This speech, Toad’s first real one, drew applause from the crowd, some of it rapturous, and it was all too plain that the Judges would have to take things in hand if the trial were not to swing in Toad’s favour.
The Judge Pitiless stood up and said, “Leave this to me.” Then to Deathwatch and Beadle he said, “Put him in that iron cage and swing him over the brazier.”
“Braising is not till after strining’ warned the Parish Clerk.
“The prisoner has waived his rights in perpetuity,” said Pitiless. “Do it.”
It would have been better if Toad had protested, as he had every right to do. But he was enjoying himself now and, convinced of his own invincibility, he offered no resistance. He climbed into the cage of his own free will, closed the door behind him and even helped to hold the padlock as the masked duo fastened it.
They attached a rope that was already threaded through a pulley in the beams above and hoisted Toad aloft, from where he began to declaim his own brilliance and excellence, and explained that as a Toad he was not made as others were, so none should attempt any of his feats in the privacy of their own homes where help might not be at hand.
“In fact, ladies and gentlemen, in fact —But now, as he was swung over the brazier and lowered through its rising smoke towards its bright and ready flames, his voice faltered and he observed, “Hang on, this is hot, and getting hotter. In fact, it is really very hot —rather too hot in my opinion, and my shoes — why my shoes are beginning to burn! I say you chaps, could you perhaps — please could you — I mean — help!”

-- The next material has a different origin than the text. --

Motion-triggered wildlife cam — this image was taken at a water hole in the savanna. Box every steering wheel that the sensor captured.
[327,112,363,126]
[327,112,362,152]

Up till this moment in the proceedings, by virtue of his silence and stillness, and because his box remained in shadow, His Royal Highness the Prince had said nothing. Now, however, he intervened, though few saw him do so. He signalled to one of the court officials and passed a note from the box which he indicated should be taken up to a certain gentleman on the upper row.
The gentleman he pointed at was Mole.
Even as Toad’s cries became more outraged and, it must be said, more desperate, and the rich odours of burning leather and singeing Harris tweed began to fill the Court Room, Mole received the note, read it, looked up in amazement and not a little glee and indicated to the Rat and the Otter where the note had come from.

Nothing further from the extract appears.